What today's balance sheet tilt means.

AuthorGroves, Ray
PositionAnalysis of the effects of the Financial Accounting Standards Board's Statements 87 and 96

What today's balance-sheet tilt means

When we discuss the FASB and the future for that organization, we are also talking about the future for users of financial statements, financial executives, and public accountants. If there is a theme to this future, I see it summed up in two words: complexity and volatility.

Why do I think there is going to be more complexity and more volatility? A major reason is the shift that has been in process for some time and promises to accelerate--the shift in emphasis from the income statement to the balance sheet.

The FASB spent a good bit of its first decade developing a conceptual framework, and when that document was finally completed, there was a fair amount of compromise in it. To some degree, it backed off from the very strong balance-sheet emphasis that initiated the project. It still does, however, lean significantly toward the balance sheet. This balance-sheet tilt shows up in recent FASB statements such as 87 on pensions and 96 on income taxes.

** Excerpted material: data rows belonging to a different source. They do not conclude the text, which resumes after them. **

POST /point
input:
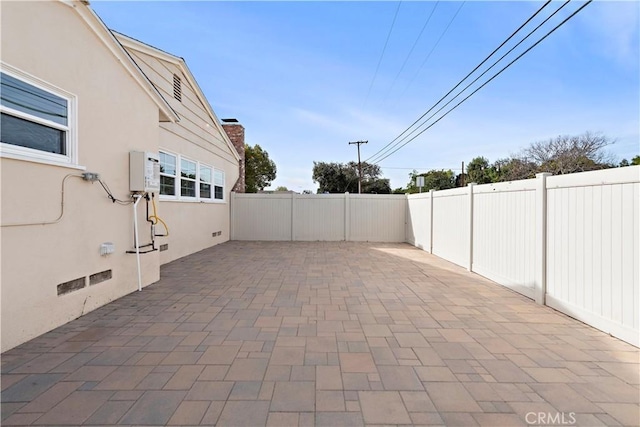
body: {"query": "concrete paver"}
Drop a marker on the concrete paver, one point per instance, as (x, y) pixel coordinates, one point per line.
(293, 333)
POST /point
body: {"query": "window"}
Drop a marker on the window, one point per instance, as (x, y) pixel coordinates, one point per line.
(36, 119)
(219, 184)
(167, 174)
(205, 182)
(189, 180)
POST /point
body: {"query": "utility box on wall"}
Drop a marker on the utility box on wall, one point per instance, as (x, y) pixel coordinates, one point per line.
(144, 172)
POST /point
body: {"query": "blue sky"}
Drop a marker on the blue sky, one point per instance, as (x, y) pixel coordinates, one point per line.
(300, 76)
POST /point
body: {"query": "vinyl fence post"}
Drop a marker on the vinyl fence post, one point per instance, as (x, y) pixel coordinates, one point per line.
(232, 206)
(470, 264)
(431, 194)
(293, 216)
(347, 217)
(541, 238)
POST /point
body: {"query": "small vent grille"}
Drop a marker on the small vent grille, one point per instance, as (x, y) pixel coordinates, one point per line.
(177, 88)
(94, 279)
(70, 286)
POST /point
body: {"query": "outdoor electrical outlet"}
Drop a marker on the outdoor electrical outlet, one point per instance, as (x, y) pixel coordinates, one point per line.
(90, 176)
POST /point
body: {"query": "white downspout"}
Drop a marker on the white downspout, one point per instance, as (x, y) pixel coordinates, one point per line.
(135, 232)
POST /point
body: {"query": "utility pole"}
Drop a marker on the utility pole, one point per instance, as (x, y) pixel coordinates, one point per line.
(359, 165)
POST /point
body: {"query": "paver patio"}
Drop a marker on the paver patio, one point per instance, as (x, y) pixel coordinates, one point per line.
(290, 333)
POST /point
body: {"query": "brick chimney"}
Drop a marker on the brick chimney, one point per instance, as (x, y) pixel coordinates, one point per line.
(235, 132)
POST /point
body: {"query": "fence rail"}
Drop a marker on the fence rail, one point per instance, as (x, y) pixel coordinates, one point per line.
(571, 242)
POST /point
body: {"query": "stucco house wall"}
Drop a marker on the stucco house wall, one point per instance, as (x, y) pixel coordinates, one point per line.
(63, 44)
(194, 223)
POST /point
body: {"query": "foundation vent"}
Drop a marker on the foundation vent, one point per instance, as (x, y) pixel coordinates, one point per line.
(71, 286)
(94, 279)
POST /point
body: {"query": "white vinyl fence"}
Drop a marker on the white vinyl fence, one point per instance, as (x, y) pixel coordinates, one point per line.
(318, 217)
(571, 242)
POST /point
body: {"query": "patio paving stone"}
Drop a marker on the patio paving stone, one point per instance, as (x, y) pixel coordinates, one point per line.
(320, 333)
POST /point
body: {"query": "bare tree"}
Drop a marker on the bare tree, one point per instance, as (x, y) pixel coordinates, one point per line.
(568, 154)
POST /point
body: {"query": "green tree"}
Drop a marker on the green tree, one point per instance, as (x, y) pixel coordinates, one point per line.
(342, 178)
(259, 169)
(479, 171)
(433, 180)
(569, 154)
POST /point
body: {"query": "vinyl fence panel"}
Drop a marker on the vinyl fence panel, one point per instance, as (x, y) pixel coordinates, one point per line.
(451, 225)
(593, 227)
(418, 230)
(504, 234)
(377, 218)
(256, 217)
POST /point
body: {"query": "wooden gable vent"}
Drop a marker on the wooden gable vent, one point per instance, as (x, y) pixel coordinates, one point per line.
(177, 88)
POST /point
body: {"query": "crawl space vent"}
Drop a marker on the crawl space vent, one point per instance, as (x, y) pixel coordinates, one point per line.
(71, 285)
(94, 279)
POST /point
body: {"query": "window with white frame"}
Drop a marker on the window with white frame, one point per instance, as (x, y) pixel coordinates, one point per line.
(186, 179)
(37, 119)
(205, 182)
(218, 184)
(167, 174)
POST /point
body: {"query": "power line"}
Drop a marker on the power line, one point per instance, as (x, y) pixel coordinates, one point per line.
(412, 48)
(477, 78)
(375, 74)
(432, 49)
(493, 77)
(463, 79)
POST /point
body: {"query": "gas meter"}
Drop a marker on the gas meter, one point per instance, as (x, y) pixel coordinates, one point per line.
(144, 172)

We are moving toward an era in which the income statement reflects not only the operating results, but also changes in balance-sheet accounts. And the later may, of course, have very little relationship to the operations of a business for a particular period.

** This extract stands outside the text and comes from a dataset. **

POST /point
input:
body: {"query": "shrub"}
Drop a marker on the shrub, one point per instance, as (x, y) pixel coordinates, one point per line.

This shift in emphasis is not only from the income statement to the balance sheet; it's also from off the balance sheet onto the balance sheet. Thus, automotive and other large manufacturing companies that have financial subsidiaries must now fully consolidate those subsidiaries in the balance sheet. Equity accounting for those subsidiaries is no longer permitted.

Statement 94 required consolidation for the first time in this year's annual reports, but that does not mark the end of this issue. One of the FASB's major projects addresses consolidations and the issue of what is the reporting entity.

We may see future consolidation of entities that today are not consolidated because they are not controlled through stock ownership. The equity accounting method itself is being reevaluated to see if it should have a role in the way companies account for significant investments.

The FASB is also looking at control, and whether a change in control should prompt a new basis of accounting. Now, control other than through stock ownership is a very subjective term. Sometimes it has a legal meaning, sometimes a financial meaning, and certainly it could introduce volatility into financial reporting if control becomes a requirement for consolidation.